Issues Found during an OI 22,1>23.1

book

Article ID: 266835

calendar_today

Updated On:

Products

DX Operational Intelligence

Issue/Introduction

These were technical questions raised and issues found during a recent OI 22.1>23.1 upgrade.. Emphasis is to help other customers facing the same issues.

We're looking at the pre-requisite  steps for upgrading 22.1 to 21.3 on-premise:  OI (DX Platform)

Issue #1

https://techdocs.broadcom.com/us/en/ca-enterprise-software/it-operations-management/dx-platform-on-premise/23-1/Upgrade-DX-Platform/upgrade/upgrade-as-cluster-administrator/pre-upgrade-tasks-for-cluster-administrator.html

We're confused about the step "Back Up the Elasticsearch Cluster Snapshot"

1)  What does this step do?  It looks like it reconfigures es-utils to backup ao_ indices that weren't being backed up via a snapshot.  But when does this happen?  Seems like we'd have to wait until 11 PM.  I'm unclear how this helps us for our upgrade if we're going to upgrade immediately
Regarding Issue #1, you are right. The snapshot / backup steps are a precaution only. A file-system backup is generally not recommended for Elasticsearch.

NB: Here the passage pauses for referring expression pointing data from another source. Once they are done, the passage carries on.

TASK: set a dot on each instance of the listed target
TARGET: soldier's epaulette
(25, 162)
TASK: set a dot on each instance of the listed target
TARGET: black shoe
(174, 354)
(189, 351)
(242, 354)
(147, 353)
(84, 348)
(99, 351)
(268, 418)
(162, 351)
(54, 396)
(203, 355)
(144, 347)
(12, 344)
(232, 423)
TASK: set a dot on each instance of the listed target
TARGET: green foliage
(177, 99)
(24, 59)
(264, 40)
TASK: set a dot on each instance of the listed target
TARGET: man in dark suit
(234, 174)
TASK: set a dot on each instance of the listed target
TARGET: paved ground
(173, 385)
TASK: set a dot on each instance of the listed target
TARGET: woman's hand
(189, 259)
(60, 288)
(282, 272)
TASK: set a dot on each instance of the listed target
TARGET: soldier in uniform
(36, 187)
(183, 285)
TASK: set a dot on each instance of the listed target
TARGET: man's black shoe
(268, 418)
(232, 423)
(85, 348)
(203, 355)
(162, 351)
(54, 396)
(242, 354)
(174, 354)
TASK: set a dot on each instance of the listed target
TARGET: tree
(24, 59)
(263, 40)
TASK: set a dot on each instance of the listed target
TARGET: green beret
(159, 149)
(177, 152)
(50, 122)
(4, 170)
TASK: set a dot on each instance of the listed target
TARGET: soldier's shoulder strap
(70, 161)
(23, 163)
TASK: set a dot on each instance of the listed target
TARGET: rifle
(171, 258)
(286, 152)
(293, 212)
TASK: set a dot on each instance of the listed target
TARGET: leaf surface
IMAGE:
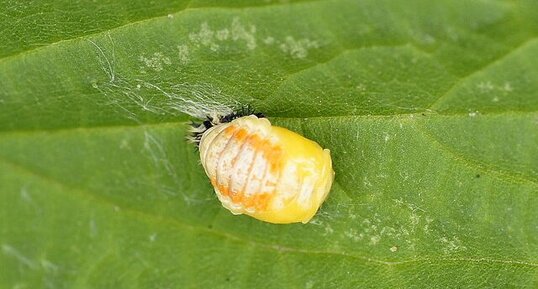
(429, 109)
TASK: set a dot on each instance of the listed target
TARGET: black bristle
(197, 131)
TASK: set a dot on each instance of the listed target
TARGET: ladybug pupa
(264, 171)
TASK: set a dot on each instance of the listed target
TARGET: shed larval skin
(264, 171)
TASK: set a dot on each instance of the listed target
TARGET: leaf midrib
(399, 116)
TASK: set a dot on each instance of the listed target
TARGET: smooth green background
(430, 110)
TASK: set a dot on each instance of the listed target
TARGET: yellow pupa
(264, 171)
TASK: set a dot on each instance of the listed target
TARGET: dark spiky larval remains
(199, 128)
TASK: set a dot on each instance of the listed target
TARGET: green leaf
(430, 110)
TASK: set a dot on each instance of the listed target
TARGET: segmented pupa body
(265, 171)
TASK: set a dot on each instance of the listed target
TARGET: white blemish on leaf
(207, 37)
(204, 37)
(297, 48)
(240, 32)
(452, 244)
(353, 235)
(156, 62)
(374, 240)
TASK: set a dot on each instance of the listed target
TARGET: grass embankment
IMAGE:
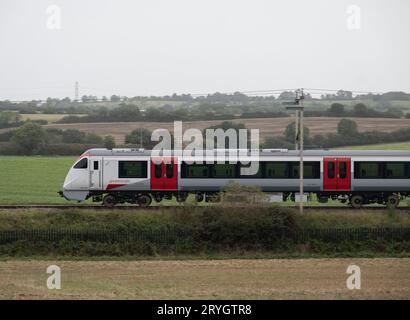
(33, 180)
(207, 279)
(206, 232)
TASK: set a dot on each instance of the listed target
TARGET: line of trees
(32, 138)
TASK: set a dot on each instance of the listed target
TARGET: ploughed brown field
(266, 126)
(207, 279)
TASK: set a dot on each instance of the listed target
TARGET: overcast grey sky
(157, 47)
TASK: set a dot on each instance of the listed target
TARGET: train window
(194, 170)
(311, 170)
(82, 164)
(276, 170)
(132, 169)
(223, 170)
(342, 170)
(330, 169)
(170, 170)
(368, 170)
(396, 170)
(258, 174)
(158, 170)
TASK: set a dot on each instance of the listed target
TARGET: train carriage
(136, 176)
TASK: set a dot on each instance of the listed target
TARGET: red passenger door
(164, 173)
(336, 174)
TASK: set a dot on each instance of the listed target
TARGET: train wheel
(199, 197)
(392, 201)
(109, 201)
(144, 200)
(356, 201)
(181, 197)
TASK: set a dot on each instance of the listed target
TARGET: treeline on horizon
(33, 139)
(128, 112)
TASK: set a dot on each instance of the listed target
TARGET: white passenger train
(132, 176)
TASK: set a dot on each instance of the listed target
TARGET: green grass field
(34, 180)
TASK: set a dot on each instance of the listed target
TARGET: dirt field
(207, 279)
(266, 126)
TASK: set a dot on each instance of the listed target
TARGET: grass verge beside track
(205, 231)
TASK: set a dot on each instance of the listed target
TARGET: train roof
(262, 152)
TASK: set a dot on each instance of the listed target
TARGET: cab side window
(82, 164)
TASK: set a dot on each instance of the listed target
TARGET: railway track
(130, 207)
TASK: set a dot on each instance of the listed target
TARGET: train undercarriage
(144, 199)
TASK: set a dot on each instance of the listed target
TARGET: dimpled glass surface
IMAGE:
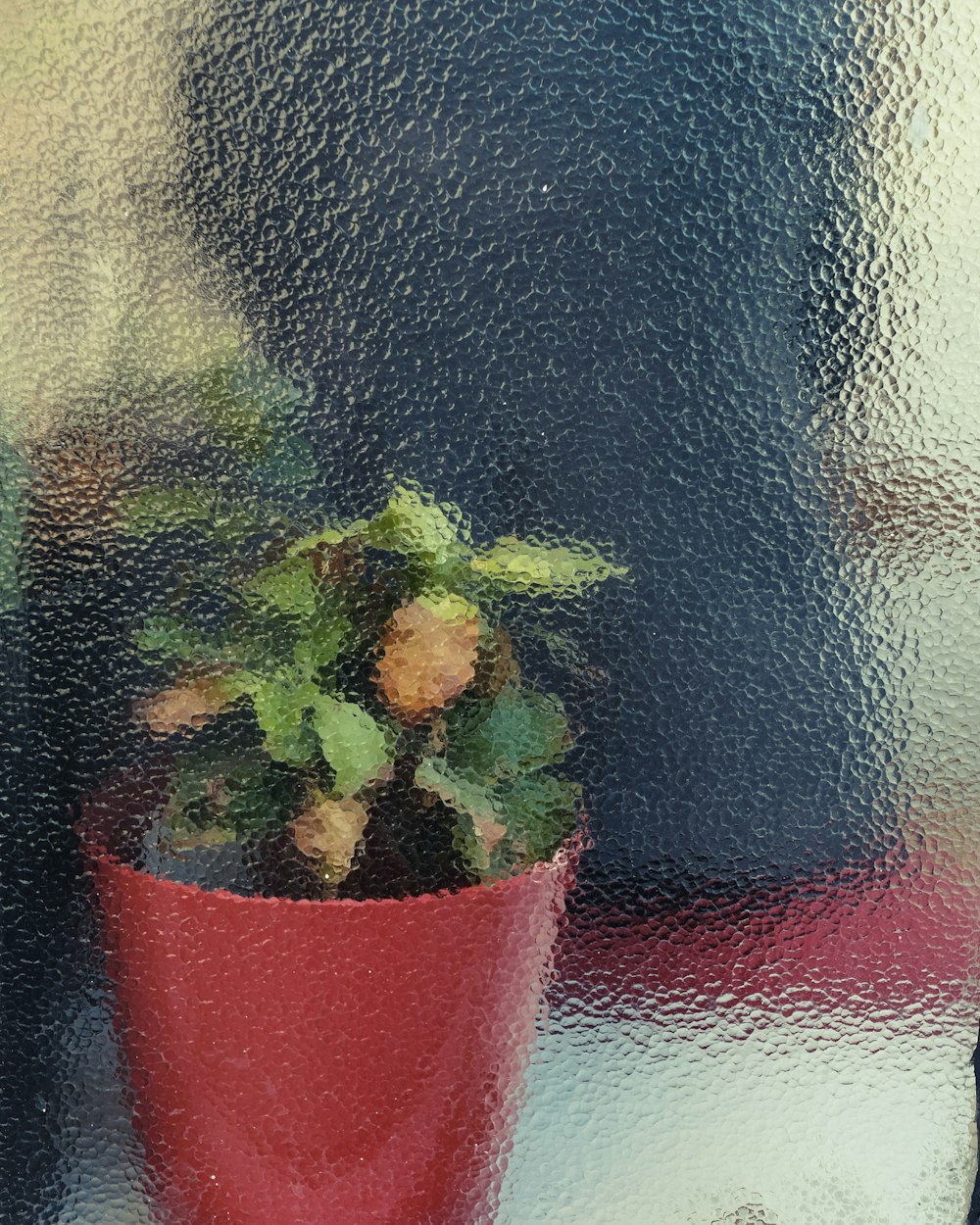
(692, 279)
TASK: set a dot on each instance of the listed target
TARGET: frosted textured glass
(692, 283)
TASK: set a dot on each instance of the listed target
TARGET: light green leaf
(460, 792)
(324, 537)
(539, 811)
(522, 731)
(356, 746)
(288, 587)
(279, 709)
(480, 831)
(166, 637)
(544, 568)
(413, 523)
(289, 464)
(322, 641)
(155, 511)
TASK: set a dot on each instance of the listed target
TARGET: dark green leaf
(544, 568)
(520, 731)
(356, 746)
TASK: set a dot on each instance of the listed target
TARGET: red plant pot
(313, 1062)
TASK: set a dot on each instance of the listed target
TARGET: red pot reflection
(299, 1062)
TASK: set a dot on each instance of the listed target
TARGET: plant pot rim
(564, 861)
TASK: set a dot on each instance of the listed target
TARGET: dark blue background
(582, 268)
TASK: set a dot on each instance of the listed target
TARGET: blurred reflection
(694, 280)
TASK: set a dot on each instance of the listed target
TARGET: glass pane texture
(661, 322)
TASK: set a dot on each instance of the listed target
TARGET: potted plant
(329, 898)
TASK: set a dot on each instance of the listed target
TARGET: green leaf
(288, 587)
(456, 789)
(520, 731)
(234, 413)
(539, 811)
(415, 524)
(544, 568)
(356, 746)
(279, 709)
(166, 637)
(221, 792)
(289, 464)
(322, 641)
(155, 511)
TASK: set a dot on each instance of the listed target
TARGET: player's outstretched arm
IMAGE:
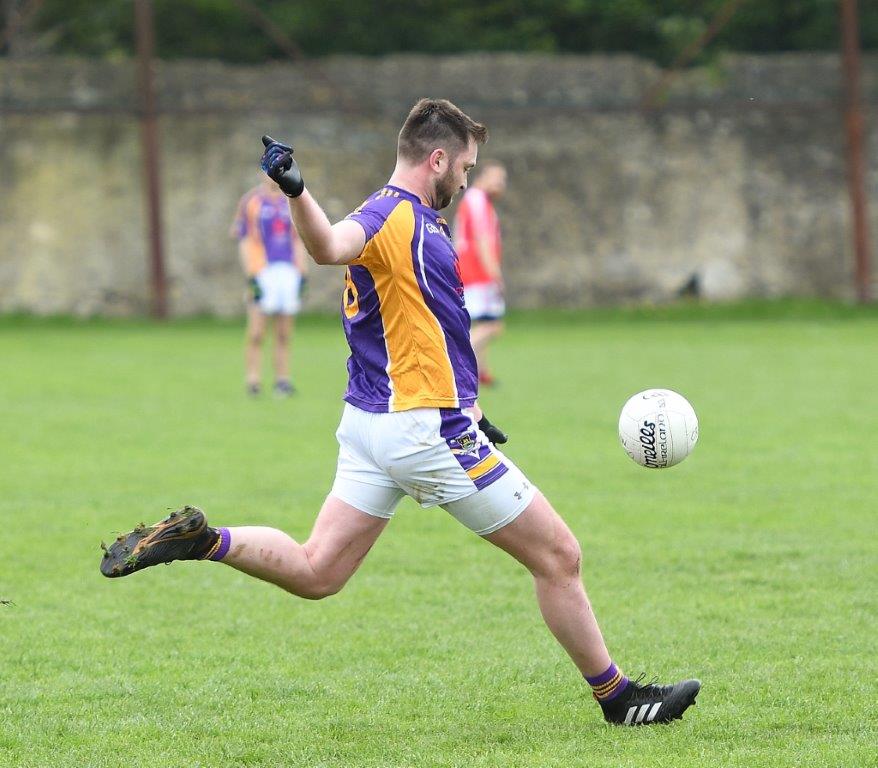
(327, 243)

2) One of the steps asks to query the snapshots from ES... when we did this, the most recent ES snapshot was Jan. 23rd.   When looking at the es-utils pod log we see this repeatedly

tail jarvis-es-utils.logs:

INFO   [main] UtilityController:165 - Kron service has not started yet. Will try again in 5 sec.

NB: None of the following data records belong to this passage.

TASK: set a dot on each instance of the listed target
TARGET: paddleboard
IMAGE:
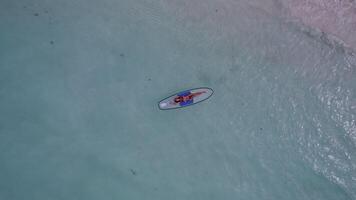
(185, 98)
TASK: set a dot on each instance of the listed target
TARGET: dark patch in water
(133, 172)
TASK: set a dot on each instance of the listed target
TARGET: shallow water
(80, 82)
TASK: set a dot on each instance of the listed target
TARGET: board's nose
(162, 105)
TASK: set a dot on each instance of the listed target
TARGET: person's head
(178, 99)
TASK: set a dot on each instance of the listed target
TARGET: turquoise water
(80, 82)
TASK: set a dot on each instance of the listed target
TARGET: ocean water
(79, 86)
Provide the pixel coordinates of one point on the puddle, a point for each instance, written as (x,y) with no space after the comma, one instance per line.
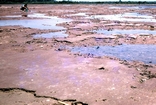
(133,7)
(47,22)
(51,35)
(78,14)
(34,15)
(125,32)
(134,17)
(144,53)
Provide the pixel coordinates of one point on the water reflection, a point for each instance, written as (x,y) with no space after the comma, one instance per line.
(46,22)
(125,32)
(134,17)
(144,53)
(51,35)
(133,7)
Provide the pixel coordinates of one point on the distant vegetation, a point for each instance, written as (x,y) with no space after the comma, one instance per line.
(67,2)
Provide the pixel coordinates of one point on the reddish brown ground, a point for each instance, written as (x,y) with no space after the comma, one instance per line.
(36,72)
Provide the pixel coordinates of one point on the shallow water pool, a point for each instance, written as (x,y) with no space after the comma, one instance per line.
(51,35)
(144,53)
(42,22)
(125,32)
(133,17)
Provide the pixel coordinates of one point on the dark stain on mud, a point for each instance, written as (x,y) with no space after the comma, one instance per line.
(60,102)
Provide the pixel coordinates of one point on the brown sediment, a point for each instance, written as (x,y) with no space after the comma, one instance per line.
(44,70)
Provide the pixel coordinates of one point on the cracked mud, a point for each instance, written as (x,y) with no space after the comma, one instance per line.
(45,71)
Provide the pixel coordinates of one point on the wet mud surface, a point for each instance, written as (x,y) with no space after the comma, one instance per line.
(78,55)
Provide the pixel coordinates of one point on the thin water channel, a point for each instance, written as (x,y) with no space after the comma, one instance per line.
(133,17)
(40,22)
(125,32)
(51,35)
(138,52)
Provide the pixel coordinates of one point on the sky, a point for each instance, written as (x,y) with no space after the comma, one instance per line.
(108,0)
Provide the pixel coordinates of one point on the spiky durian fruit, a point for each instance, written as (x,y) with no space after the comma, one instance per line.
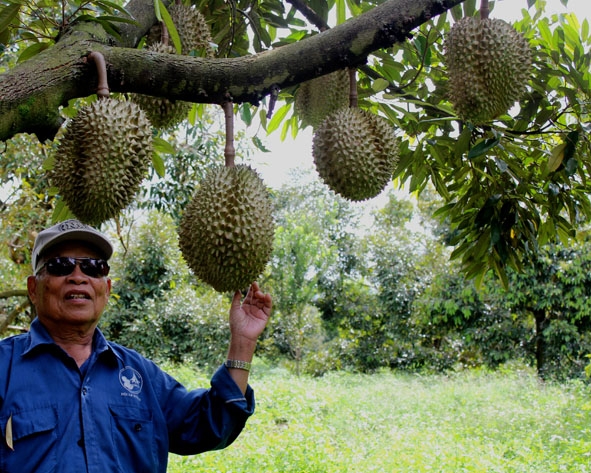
(161,112)
(102,158)
(355,153)
(226,231)
(193,30)
(489,65)
(317,98)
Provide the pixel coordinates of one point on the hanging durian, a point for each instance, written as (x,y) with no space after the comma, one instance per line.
(102,158)
(489,65)
(226,231)
(162,112)
(317,98)
(355,153)
(193,30)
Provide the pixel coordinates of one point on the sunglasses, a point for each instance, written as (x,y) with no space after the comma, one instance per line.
(65,265)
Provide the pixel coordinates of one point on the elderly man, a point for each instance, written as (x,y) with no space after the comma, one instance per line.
(71,401)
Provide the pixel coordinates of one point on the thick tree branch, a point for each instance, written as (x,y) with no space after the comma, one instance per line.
(32,92)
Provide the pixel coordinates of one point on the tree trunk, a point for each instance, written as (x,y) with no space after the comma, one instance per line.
(32,92)
(542,323)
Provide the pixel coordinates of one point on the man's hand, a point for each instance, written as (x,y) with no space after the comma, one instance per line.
(247,321)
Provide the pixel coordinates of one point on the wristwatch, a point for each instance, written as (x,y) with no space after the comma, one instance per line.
(241,365)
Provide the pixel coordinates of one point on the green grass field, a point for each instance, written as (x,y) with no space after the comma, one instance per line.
(469,422)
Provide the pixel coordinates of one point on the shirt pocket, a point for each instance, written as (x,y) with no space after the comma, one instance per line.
(34,440)
(134,444)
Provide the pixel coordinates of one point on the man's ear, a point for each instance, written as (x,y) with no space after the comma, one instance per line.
(32,288)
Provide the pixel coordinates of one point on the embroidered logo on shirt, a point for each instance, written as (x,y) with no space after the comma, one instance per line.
(131,380)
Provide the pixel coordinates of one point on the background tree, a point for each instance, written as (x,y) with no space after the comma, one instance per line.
(507,185)
(157,307)
(311,222)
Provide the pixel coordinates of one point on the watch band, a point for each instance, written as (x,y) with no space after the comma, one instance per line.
(241,365)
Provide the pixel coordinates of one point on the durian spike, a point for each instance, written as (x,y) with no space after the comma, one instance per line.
(103,86)
(353,87)
(484,9)
(229,150)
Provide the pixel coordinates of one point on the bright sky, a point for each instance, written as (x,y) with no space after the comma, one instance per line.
(275,167)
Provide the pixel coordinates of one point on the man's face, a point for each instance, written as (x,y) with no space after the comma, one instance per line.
(72,301)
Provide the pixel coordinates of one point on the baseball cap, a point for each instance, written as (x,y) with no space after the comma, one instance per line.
(69,230)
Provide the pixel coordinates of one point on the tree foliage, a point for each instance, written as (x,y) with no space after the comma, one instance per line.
(508,185)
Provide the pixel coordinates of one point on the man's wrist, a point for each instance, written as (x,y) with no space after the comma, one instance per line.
(238,364)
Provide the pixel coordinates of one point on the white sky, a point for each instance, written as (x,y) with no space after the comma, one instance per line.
(275,167)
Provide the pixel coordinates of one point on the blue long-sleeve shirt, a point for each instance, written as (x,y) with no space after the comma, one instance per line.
(119,412)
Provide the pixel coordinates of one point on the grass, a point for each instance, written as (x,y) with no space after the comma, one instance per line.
(468,422)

INFO   [main] UtilityController:165 - Kron service has not started yet. Will try again in 5 sec.

INFO   [main] UtilityController:165 - Kron service has not started yet. Will try again in 5 sec.

 

3) When looking at the jarvis-kron pod it "seems" to be running.

Bottom line, I'm not sure a) what we should be doing, b) why, and c) whether their environment is healthy - seems like no in this regard.

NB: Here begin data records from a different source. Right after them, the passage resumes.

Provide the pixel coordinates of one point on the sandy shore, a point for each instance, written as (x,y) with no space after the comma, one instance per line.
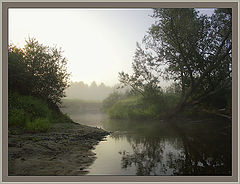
(65,150)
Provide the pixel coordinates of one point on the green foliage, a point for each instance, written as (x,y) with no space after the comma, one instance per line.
(137,107)
(37,125)
(37,70)
(17,117)
(194,51)
(130,108)
(27,113)
(111,100)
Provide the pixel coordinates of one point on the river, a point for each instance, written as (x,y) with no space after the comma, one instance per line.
(186,147)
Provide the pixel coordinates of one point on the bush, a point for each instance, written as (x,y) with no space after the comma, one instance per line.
(37,125)
(28,113)
(132,108)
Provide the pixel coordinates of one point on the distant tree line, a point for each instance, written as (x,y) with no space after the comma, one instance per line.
(92,92)
(195,51)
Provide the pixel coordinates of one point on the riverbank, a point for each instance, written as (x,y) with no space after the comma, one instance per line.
(65,149)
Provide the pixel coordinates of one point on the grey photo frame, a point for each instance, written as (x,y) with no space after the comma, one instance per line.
(122,4)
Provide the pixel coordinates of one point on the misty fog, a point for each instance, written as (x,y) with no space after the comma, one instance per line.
(92,92)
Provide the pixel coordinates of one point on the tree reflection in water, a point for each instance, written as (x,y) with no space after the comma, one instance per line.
(199,149)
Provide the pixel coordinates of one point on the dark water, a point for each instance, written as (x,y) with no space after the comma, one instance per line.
(185,147)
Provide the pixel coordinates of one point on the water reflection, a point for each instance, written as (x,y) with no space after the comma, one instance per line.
(165,149)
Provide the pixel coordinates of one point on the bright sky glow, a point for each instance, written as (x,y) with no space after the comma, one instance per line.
(98,43)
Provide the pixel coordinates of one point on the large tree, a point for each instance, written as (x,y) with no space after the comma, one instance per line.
(38,70)
(193,50)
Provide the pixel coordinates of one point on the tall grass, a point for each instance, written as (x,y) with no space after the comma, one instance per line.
(31,114)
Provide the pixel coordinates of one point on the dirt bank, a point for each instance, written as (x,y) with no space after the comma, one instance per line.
(64,150)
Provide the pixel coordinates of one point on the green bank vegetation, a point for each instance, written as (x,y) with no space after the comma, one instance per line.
(195,52)
(37,78)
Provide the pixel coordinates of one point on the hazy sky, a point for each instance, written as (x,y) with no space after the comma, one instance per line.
(98,43)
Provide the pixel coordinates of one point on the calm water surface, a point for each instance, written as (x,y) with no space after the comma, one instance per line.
(200,147)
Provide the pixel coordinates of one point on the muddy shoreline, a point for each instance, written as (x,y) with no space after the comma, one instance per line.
(65,150)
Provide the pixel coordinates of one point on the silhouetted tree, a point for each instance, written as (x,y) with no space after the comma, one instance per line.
(194,51)
(38,70)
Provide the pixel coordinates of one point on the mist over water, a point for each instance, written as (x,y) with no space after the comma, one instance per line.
(156,148)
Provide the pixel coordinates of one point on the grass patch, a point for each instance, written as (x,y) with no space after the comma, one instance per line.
(30,114)
(37,125)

Finally, can't we get an ES backup by just backing up the ES directories on NFS via Linux rather than going through all of this?

i.e. this is only a precaution, right?

 

Issue #2

nfs-migration.sh - not sure what this is doing and why we need to make a whole copy of "some* of the data.  Is this still needed? It also doesn't make sense to me, and they might not have enough disk space for it

 

Resolution

Regarding Issue #1:
You are right. The snapshot / backup steps are a precaution only. A file-system backup is generally not recommended for Elasticsearch.
 
The errors related to Kron and ES Utils communication may indicate that none of the ES utils functionality (index rollover, purge, etc.) are working at the Customer site. There is a techdoc to address this situation: https://knowledge.broadcom.com/external/article/236940
 
 
NOTE: In the upcoming release we plan to refactor the Kron and ES Utils communication mechanism to make it more robust.
 
Regarding Issue #2:
For 22.1 to 23.1 upgrade nfs-directories-migration.sh script execution is not required.
 
The purpose of this script execution is to migrate the data to new directories in the latest release when there are directory changes(Ex: Postgres upgrades, normalization of directories for diff components) in nfs from old release to new release.
 
The main activity is to perform a backup of the dxi-postgres prior to migrating to new structure.  This is required for 22.1 migration, but given that they are already on 22.1 they can skip this activity for the 23.1 upgrade.